You still can use `@Serializer(forClass = ...)` to generate empty serial descriptor.
For example, let's write serializer for `java.util.Date`:

```kotlin
@Serializer(forClass = Date::class)
object DateSerializer: KSerializer<Date> {
    private val df: DateFormat = SimpleDateFormat("dd/MM/yyyy HH:mm:ss.SSS")

    override fun save(output: KOutput, obj: Date) {
        output.writeStringValue(df.format(obj))
    }

    override fun load(input: KInput): Date {
        return df.parse(input.readStringValue())
    }
}
```

### JS note

Due to an [issue](https://youtrack.jetbrains.com/issue/KT-11586), it's impossible now to write
annotations of a kind `@Serializer(forClass=XXX::class)` in JavaScript now. Unfortunately, you'll have to
implement all methods by yourself:

```kotlin
/**
* MyData serializer for JavaScript
*/
object MyDataSerializer: KSerializer<MyData> {
    override fun save(output: KOutput, obj: MyData) {
        output.writeStringValue(HexConverter.printHexBinary(obj.s.toUtf8Bytes()))
    }

    override fun load(input: KInput): MyData {
        return MyData(stringFromUtf8Bytes(HexConverter.parseHexBinary(input.readStringValue())))
    }
    
    override val serialClassDesc: KSerialClassDesc = SerialClassDescImpl("com.mypackage.MyData")
}
```

## Registering and context

By default, all serializers are resolved by plugin statically when compiling serializable class.
This gives us type-safety, performance and eliminates reflection usage to minimum.

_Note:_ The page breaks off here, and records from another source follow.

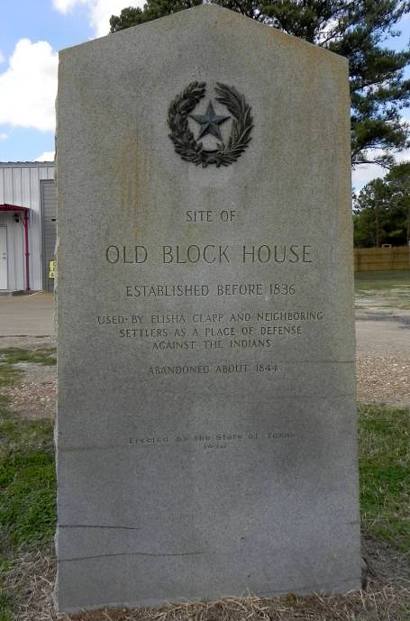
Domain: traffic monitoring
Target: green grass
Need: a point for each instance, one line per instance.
(9, 374)
(27, 477)
(14, 355)
(28, 486)
(384, 449)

However, if there is no
`@Serializable` annotation of class, in general, it is impossible to know at compile time which serializer to
use - user can define more than one external serializer, or define them in other module, or even it's a class from
library which doesn't know anything about serialization.

To support such cases, a concept of `SerialContext` was introduced. Roughly speaking, it's a map where
runtime part of framework is looking for serializers if they weren't resolved at compile time by plugin.
In some sense, it's similar to jackson modules.

If you want your external serializers to be used, you must register them in some (maybe new) context.
Then, you have to pass the context to the framework. Contexts are flexible and can be inherited; moreover,
you can pass different contexts to different instances of output formats. Let's see it in example:

```kotlin
// Imagine we have classes A and B with external serializers
fun foo(b: B): Pair<String, ByteArray> {
    val aContext = SerialContext().apply { registerSerializer(A::class, ASerializer) }
    
    val strContext = SerialContext(aContext) 
    strContext.registerSerializer(B::class, BStringSerializer)
    val json = JSON(context = strContext) // use string serializer for B in JSON
    
    val binContext = SerialContext(aContext)
    binContext.registerSerializer(B::class, BBinarySerializer)
    val cbor = CBOR(context = binContext) // user binarySerializer for B in CBOR
    
    return json.stringify(b) to cbor.dump(b)
} 
```

## Overriding serializers

If you want to give a clue to plugin about which external serializer use for specified property,
you may use annotation in form `@Serializable(with = SomeKSerializer::class)`:

```kotlin
@Serializable
data class MyWrapper(
    val id: Int,
    @Serializable(with=MyExternalSerializer::class) val data: MyData
)
``` 

This will affect generating of `save`/`load` methods only for this dedicated class.